As for the "off topic discussions" I'll pass. Those post will digress quickly.
@chaplaincharlie,
As a general matter, I think you are right...over time, the entitlements would seem to have to "work out" for gay married folks as they do for heterosexual married folks; my point more had to do with actually getting the entitlements. I foresee, issues with regulatory implementation of the Supreme Court's decision and potential issues with whether there will be issues with date of application of the entitlements. I have not delved too far (hardly at all) into this. But, I am wondering what about effective date of the rights. Just keeping it in the military context, let's take SBP. Is a gay couple married a few years go, with one of the spouses a retired military member, due SBP entitlements now? Will they have to "pay in" the retroactive time they should have been entitled to SBP? What if the military retired spouse died before Obergefell decision? What if it was a gay couple, but, they were not allowed to marry? Would a civil union suffice to establish a retroactive entitlement to SBP and the payments that would have flowed? Or would an entitlement extend, on an equitable basis, to a surviving partner who can show that they lived, essentially as a "married couple" but did not marry because the state they lived in denied the right to marry? If there is going to be some retroactive extension of grant of entitlements, how far back can it go? Is it going to be limited to a statute of limitations period of time? (Basically, wash, rinse, repeat, for all of the issues I mentioned).

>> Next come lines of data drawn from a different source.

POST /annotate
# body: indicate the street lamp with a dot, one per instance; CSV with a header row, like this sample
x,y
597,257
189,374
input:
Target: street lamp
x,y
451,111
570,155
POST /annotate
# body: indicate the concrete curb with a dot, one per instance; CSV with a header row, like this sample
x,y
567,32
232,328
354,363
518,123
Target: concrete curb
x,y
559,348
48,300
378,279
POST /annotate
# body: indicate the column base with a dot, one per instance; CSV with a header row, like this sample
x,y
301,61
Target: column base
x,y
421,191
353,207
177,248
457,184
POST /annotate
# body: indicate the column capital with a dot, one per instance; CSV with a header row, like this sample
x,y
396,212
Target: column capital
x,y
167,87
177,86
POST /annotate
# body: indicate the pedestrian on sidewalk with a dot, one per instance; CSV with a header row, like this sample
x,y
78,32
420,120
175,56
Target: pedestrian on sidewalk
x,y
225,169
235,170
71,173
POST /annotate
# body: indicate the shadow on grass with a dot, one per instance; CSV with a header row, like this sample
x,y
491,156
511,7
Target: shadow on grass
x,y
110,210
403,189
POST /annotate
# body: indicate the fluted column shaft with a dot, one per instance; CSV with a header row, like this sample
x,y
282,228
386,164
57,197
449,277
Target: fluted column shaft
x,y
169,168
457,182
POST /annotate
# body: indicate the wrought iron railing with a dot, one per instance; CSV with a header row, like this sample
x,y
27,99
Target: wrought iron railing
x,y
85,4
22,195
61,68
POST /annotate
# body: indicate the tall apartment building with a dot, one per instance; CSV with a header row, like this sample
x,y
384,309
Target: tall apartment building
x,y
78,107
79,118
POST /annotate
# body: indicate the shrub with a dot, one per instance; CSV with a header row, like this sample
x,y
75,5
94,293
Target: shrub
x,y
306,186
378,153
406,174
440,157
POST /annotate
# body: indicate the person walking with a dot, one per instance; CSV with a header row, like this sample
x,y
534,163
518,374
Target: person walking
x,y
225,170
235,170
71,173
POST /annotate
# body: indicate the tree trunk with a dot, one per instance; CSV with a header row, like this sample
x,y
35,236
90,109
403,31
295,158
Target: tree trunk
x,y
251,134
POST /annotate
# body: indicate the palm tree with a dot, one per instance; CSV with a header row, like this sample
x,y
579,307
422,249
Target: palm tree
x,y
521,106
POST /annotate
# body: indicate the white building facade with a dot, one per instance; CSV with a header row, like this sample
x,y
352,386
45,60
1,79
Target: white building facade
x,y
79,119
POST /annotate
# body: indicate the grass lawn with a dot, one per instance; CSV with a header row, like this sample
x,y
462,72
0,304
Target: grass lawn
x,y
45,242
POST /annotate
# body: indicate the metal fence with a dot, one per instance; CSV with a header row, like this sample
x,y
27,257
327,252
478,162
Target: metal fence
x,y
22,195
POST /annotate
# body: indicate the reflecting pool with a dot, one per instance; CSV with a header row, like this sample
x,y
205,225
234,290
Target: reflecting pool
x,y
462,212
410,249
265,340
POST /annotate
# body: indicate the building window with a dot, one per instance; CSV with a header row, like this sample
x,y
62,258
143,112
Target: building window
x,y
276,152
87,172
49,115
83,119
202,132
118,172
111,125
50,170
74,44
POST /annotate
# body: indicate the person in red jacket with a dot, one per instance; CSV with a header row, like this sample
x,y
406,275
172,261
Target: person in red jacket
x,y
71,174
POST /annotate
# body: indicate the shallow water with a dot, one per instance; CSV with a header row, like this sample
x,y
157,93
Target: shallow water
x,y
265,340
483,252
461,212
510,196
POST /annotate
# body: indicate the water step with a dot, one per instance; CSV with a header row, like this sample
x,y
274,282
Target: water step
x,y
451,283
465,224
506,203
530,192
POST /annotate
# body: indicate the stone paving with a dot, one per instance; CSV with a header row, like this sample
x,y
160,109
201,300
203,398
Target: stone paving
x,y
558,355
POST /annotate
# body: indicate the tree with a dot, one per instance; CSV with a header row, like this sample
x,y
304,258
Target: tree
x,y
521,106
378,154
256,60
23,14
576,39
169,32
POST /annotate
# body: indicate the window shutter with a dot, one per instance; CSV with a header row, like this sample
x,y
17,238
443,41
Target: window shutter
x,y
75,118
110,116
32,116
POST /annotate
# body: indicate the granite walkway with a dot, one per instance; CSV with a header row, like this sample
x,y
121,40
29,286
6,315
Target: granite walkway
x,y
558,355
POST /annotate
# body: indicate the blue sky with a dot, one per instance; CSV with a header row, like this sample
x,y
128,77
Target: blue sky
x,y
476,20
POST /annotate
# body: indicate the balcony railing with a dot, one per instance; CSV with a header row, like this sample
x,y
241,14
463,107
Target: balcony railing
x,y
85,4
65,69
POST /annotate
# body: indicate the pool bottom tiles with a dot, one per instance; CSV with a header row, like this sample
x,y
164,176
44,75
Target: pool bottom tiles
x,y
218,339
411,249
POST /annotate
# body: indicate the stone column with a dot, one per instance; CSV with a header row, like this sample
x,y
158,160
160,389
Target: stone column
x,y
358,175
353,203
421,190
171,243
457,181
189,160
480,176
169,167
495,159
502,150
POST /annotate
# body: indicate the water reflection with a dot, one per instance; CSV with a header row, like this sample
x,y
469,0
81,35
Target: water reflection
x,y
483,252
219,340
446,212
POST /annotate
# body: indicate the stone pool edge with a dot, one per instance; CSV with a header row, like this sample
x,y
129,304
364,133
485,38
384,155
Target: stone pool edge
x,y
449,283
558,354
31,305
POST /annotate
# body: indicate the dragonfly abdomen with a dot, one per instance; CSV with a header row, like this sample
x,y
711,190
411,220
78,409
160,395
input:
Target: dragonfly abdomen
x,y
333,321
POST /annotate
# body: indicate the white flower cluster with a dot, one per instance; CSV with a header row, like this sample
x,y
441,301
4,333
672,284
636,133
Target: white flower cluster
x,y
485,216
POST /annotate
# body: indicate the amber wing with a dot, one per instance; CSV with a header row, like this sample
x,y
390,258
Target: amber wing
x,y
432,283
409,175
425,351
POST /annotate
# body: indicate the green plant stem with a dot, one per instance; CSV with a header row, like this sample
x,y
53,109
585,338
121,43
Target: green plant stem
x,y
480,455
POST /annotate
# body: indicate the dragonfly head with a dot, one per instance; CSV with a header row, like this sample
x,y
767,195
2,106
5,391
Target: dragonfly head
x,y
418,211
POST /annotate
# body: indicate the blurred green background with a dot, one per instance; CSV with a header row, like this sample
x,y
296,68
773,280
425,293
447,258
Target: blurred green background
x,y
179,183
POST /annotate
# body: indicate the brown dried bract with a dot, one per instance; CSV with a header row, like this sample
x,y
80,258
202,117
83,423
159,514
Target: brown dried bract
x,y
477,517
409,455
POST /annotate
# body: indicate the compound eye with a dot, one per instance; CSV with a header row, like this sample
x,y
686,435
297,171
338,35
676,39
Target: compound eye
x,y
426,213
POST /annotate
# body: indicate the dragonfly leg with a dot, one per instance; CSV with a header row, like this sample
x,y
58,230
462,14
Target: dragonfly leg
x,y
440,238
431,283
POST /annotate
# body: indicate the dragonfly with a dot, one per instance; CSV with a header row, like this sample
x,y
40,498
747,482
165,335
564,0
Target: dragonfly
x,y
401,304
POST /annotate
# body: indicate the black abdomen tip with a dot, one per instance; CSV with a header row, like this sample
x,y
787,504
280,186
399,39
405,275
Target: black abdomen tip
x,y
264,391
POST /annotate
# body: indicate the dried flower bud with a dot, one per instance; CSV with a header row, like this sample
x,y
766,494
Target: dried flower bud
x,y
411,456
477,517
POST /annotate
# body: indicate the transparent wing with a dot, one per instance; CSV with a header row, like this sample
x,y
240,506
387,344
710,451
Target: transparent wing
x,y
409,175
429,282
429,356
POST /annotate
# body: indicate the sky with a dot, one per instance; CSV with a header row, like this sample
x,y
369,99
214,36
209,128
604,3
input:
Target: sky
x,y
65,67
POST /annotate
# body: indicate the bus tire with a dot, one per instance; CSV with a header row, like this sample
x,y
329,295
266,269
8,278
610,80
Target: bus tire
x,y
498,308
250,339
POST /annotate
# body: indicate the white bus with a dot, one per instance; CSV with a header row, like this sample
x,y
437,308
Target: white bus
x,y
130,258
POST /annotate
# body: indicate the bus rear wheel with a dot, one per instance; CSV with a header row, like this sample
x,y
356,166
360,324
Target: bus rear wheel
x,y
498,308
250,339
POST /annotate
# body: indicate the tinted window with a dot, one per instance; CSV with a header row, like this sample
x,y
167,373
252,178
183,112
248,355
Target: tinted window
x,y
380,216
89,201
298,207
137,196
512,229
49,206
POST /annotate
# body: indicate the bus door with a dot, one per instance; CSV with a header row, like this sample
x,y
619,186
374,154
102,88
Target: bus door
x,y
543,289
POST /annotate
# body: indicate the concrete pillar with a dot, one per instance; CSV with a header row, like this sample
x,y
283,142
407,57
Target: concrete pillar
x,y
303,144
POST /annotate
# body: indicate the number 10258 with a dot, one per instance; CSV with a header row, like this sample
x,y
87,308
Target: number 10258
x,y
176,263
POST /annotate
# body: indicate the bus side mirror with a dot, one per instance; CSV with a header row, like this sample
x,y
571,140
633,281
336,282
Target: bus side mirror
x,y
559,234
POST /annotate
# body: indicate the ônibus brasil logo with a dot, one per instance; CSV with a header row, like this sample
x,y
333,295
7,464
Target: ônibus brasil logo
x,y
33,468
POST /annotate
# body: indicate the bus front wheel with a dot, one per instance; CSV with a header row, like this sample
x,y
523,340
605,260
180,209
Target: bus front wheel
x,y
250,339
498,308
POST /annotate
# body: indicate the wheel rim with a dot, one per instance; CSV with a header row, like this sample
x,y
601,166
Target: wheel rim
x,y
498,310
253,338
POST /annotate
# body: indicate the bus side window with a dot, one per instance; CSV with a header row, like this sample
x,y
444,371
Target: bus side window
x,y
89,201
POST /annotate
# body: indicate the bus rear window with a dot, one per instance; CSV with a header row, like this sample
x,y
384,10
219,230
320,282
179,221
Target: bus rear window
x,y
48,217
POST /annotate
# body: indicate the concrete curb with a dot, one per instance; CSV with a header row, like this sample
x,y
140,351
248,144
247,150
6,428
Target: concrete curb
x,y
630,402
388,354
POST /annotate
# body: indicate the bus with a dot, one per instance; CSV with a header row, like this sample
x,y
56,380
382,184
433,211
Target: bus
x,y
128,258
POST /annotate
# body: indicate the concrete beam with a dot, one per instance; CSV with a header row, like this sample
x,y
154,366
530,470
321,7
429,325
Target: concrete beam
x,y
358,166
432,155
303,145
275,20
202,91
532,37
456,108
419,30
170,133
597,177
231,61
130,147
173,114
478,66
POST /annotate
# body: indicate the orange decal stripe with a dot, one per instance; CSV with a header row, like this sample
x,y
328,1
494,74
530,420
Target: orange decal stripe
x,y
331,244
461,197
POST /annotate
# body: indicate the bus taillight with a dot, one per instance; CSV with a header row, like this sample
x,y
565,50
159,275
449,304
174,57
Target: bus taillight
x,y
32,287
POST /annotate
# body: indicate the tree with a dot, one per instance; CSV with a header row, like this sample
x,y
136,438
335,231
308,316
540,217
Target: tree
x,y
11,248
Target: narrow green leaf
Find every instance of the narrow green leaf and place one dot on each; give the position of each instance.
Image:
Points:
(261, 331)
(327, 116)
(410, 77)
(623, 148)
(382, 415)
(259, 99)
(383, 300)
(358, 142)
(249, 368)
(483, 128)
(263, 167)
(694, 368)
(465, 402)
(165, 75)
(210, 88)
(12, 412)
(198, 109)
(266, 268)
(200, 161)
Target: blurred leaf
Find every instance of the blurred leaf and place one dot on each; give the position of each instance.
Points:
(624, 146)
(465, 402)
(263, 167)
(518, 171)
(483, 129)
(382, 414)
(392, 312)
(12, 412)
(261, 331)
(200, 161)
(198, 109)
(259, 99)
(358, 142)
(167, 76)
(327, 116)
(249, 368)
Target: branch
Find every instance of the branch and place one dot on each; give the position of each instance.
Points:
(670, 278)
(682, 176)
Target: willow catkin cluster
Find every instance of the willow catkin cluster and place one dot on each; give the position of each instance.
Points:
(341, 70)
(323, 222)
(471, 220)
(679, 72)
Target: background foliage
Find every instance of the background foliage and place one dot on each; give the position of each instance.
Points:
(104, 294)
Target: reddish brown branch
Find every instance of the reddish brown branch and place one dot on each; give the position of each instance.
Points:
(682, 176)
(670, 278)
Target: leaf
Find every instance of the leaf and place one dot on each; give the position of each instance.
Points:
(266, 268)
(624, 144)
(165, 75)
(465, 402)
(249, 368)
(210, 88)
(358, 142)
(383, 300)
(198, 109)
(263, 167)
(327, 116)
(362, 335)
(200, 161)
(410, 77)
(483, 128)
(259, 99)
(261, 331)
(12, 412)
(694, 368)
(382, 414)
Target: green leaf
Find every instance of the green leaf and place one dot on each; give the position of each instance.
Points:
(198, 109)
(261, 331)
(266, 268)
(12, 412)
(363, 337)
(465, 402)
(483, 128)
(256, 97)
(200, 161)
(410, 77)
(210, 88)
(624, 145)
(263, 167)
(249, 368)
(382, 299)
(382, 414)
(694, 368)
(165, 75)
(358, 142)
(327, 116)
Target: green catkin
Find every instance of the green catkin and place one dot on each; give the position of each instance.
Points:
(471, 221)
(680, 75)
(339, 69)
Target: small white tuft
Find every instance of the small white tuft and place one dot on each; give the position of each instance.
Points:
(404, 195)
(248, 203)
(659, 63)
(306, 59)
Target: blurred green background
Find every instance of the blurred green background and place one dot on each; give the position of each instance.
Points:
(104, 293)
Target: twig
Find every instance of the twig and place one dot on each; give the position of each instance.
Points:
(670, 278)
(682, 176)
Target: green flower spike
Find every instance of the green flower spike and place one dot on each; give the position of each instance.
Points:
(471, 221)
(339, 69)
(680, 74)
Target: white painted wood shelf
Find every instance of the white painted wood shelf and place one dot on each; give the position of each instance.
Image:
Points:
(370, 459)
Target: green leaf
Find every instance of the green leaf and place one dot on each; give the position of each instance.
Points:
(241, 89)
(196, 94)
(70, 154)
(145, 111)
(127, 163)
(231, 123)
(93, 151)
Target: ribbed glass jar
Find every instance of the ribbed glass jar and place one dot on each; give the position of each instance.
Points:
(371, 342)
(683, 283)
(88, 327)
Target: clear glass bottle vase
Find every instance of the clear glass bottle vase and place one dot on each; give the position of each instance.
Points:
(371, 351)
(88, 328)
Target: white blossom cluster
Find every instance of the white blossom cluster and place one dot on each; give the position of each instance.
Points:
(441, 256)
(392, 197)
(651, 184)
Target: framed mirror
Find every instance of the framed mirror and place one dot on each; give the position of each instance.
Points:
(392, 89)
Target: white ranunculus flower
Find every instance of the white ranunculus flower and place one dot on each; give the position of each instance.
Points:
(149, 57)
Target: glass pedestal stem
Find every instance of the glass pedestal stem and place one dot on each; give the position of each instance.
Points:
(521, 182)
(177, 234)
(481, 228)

It is not so much the going forward (though, even with that, there are likely going to be lags in "re-writing" regulations where necessary to capture coverage for gay married couples). Will there be denials based on date of implementation of regs? Will new applications need to be made or will previous applications be given effect or will there be a case by case adjudication? (Add in potential issues in some cases where children will be previously seen as the child of only one of the gay couple because of state law rules, which are likely going to be also no longer effective, but, then you have issues of dates of entitlement for dependency benefits). How does someone get entitlements that should have been granted years, perhaps many years, before and will there be attempts to deny anything but current applications going forward.
I do hope that it is not going to be as potentially complicated as it might be. However, my instinct is that there will be issues with getting entitlements sorted. That is what I was getting at with the above posts.
I agree with your point, which I bolded. Some folks have and will have strong disagreements and some folks will feel equally strong about their opposing opinion. I don't want to tamp down people posting and, of course, I will watch to see the tone and tenor of posts. If discussions are kept civil and respectful, it will be fine. If it spins out of control, I will take corrective measures.